Climate change impacts our planet and lives in many ways, from drying the atmosphere to increasing the number of home runs per major league baseball season. Climate change also accelerates the melting of the Greenland Ice Sheet, a land ice mass covering about 80% of Greenland. When glaciers melt, they create icebergs, a process called glacial calving. In recent decades climate change has increased the rate at which the Greenland Ice Sheet releases icebergs into the North Atlantic Ocean.
Scientists found that in the past, significant increases in the rate of glacial calving disrupted an important system of currents in the Atlantic Ocean, collectively called the Atlantic Meridional Overturning Circulation or AMOC. The AMOC brings warm water north and cold water south, influencing temperatures across the globe and moving nutrients throughout the Atlantic Ocean. This means that disrupting the AMOC can change the climate and create instability in marine ecosystems. Recently, scientists did a study to determine whether the present-day increase in glacial calving is likely to disrupt the AMOC.

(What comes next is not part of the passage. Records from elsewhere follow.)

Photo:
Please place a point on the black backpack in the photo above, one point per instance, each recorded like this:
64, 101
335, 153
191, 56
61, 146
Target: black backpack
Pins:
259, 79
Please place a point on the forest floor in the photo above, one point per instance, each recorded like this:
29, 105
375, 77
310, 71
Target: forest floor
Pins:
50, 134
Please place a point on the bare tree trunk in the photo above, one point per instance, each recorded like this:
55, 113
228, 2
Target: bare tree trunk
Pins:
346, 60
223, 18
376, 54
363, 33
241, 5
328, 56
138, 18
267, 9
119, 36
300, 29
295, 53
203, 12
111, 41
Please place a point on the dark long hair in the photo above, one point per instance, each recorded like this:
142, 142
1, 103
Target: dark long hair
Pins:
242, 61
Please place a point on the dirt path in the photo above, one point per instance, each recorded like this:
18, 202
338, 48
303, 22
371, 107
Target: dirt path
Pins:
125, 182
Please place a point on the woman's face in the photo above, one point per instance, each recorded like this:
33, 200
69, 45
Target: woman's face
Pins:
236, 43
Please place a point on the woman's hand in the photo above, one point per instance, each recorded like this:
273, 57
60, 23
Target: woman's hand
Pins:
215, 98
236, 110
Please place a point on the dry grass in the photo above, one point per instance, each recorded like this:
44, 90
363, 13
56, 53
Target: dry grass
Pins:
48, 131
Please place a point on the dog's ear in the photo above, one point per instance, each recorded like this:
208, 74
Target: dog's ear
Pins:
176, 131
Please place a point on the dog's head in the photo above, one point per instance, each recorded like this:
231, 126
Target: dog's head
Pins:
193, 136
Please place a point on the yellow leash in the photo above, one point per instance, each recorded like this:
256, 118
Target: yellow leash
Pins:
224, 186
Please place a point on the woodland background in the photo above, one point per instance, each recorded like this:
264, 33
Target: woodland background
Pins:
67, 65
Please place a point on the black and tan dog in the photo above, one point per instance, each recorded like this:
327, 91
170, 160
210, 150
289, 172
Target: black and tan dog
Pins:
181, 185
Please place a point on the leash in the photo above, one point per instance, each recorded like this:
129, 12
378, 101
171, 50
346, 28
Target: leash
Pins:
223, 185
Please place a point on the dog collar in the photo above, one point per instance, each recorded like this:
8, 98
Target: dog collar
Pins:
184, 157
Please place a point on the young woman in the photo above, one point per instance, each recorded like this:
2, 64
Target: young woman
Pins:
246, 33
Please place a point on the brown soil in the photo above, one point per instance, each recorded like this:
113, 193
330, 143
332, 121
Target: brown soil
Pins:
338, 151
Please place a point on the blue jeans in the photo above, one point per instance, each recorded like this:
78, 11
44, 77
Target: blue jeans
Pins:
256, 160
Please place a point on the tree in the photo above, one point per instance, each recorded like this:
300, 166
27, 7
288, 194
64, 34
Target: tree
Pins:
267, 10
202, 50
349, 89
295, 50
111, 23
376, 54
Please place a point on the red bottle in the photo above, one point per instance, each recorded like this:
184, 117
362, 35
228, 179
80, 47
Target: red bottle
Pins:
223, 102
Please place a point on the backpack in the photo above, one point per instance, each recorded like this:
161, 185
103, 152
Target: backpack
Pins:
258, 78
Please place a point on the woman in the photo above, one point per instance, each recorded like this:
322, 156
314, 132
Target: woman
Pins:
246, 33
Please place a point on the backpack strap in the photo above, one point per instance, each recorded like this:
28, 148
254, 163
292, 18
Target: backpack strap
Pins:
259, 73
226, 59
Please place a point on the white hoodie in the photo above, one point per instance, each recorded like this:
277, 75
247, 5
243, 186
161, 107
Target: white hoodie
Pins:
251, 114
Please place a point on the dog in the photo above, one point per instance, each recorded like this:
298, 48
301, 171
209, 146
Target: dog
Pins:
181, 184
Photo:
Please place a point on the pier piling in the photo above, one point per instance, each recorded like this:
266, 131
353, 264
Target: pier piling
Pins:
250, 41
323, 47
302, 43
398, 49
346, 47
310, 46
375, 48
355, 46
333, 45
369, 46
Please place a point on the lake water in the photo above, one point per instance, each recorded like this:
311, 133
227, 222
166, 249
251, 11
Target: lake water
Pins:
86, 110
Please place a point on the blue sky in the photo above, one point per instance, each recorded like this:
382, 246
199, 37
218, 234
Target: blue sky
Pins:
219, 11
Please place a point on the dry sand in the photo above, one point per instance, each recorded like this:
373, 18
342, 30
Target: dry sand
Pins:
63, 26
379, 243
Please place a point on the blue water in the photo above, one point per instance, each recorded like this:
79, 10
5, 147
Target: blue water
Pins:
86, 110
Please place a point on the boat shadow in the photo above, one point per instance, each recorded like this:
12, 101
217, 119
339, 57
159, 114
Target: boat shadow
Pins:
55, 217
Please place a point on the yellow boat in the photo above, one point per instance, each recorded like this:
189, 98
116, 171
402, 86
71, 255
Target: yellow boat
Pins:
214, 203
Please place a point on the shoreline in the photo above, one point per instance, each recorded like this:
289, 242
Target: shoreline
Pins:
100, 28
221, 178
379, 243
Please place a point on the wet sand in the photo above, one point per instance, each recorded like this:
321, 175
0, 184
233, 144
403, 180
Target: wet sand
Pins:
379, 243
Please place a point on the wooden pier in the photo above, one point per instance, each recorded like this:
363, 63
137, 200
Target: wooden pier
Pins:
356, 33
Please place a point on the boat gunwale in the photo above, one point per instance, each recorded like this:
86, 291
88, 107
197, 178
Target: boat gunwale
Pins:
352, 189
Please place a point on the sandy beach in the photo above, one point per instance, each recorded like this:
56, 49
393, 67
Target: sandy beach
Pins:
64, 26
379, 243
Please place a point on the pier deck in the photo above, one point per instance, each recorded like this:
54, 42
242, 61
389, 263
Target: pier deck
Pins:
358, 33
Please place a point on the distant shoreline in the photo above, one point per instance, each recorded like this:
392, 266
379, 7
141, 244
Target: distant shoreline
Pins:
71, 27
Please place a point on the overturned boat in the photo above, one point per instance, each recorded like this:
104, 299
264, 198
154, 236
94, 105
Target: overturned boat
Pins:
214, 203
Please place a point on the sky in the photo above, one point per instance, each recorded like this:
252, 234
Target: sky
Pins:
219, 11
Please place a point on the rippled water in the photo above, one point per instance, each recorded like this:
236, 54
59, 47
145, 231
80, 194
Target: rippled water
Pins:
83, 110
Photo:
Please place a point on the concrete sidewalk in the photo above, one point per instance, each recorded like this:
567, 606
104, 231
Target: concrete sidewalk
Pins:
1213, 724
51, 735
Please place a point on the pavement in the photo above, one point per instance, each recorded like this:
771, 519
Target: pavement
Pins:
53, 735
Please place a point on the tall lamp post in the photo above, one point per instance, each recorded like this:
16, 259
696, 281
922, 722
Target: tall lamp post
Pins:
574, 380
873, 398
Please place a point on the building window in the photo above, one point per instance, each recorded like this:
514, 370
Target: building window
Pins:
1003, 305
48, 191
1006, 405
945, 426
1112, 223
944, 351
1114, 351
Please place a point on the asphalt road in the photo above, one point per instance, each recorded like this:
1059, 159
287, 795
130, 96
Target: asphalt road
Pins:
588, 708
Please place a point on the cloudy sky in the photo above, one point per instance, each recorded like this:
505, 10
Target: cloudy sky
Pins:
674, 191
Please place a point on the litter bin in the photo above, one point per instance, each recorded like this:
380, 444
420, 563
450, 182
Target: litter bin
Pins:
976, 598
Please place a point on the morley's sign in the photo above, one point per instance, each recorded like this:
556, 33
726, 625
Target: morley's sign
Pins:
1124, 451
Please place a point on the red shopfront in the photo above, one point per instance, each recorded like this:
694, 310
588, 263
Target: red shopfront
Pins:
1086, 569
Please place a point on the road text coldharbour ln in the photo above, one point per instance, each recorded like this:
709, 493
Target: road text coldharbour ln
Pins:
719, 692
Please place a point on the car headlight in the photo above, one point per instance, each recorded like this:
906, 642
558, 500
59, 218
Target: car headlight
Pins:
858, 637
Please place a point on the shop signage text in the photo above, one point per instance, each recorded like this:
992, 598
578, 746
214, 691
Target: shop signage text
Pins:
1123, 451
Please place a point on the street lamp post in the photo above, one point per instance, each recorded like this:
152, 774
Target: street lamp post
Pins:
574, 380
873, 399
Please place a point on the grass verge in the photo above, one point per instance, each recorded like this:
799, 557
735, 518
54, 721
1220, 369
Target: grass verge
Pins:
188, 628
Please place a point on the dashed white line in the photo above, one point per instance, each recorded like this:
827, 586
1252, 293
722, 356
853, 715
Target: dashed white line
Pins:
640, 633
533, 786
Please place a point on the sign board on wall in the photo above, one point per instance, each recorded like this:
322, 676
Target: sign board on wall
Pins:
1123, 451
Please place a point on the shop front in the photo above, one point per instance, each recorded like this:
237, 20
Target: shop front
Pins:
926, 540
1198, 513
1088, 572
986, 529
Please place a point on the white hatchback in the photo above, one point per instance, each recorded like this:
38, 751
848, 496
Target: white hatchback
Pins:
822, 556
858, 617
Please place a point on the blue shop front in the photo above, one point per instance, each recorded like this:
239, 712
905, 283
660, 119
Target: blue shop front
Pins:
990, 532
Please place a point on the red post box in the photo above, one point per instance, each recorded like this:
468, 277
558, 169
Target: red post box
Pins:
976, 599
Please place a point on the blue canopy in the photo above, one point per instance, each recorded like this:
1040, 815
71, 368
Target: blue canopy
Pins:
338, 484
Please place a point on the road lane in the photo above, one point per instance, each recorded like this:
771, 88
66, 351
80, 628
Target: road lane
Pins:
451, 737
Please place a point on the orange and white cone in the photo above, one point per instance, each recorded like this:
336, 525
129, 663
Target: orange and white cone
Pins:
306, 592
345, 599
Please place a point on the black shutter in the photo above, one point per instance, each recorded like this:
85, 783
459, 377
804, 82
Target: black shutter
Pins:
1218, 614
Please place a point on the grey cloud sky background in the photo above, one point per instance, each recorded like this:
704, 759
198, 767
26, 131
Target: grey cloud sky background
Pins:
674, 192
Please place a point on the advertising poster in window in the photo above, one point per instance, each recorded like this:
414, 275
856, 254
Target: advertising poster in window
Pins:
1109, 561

For this study, the researchers developed a method to quantify glacial output during past periods of increased glacial calving in the North Atlantic that disrupted the AMOC, called Heinrich Events. They started by observing present-day North Atlantic and Arctic glaciers. When icebergs calve, they are loaded with sediment. This sediment includes sand and rocks they picked up from land under the Ice Sheet and the remains of organisms that lived on the Ice Sheet. As icebergs melt at sea, the sediment is released and settles on the ocean floor.
These scientists observed modern glaciers melt to determine the average amount of sediment they release by volume. Using this calculated average, the researchers estimated the volume of ice discharged during past Heinrich Events based on the amount of sediment they deposited on the floor of the North Atlantic.
The scientists used this method to estimate the total ice discharged during 10 Heinrich Events in the last 140,000 years, referred to as the last glacial cycle. Previous scientists had established the length of the Heinrich Events, which allowed these researchers to estimate the rates of ice discharge during each event. When they compared their discharge estimates to the present-day rate of ice discharge, the researchers found that the current ice discharge is similar to that of previous mid-sized Heinrich Events, which disrupted the AMOC. However, the scientists who did this study also pointed out that the AMOC is currently stable.
The researchers suggested 2 factors that may help explain why the present-day increase in glacial calving has not disrupted the AMOC as it did in the past. First, the researchers think the AMOC was stronger when the current rate of ice discharge began to increase than it was at the beginning of past Heinrich Events, which may make the current AMOC more resistant to disruption. Second, each of the 10 Heinrich Events the scientists used in their study lasted approximately 250 years, but the faster calving seen today only began in recent decades. They suggested that disruption to the AMOC may only occur after a longer period of increased glacial calving than what has occurred so far.
If the increased rate of glacial calving must persist for 250 years before the AMOC is disrupted, the size of the Greenland Ice Sheet may limit its potential to impact the AMOC. The researchers pointed out that if the Greenland Ice Sheet continues to melt at its current rate, glacial calving will slow well before 250 years have passed. The icebergs that led to Heinrich Events during the last glacial cycle calved from a much larger ice sheet called the Laurentide Ice Sheet, which no longer exists today.
The scientists who performed this study stated that freshwater runoff from the melting Greenland Ice Sheet can also disrupt the AMOC, but that process has less of an impact than ice discharge. However, they pointed out that freshwater runoff is likely to increase as glacial calving slows in the coming decades, which could have unpredictable consequences. The researchers indicated that the scientific community should continue working to model the impact of the melting Greenland Ice Sheet as accurately as possible because, in their words, “the fate of the AMOC remains precariously unclear.”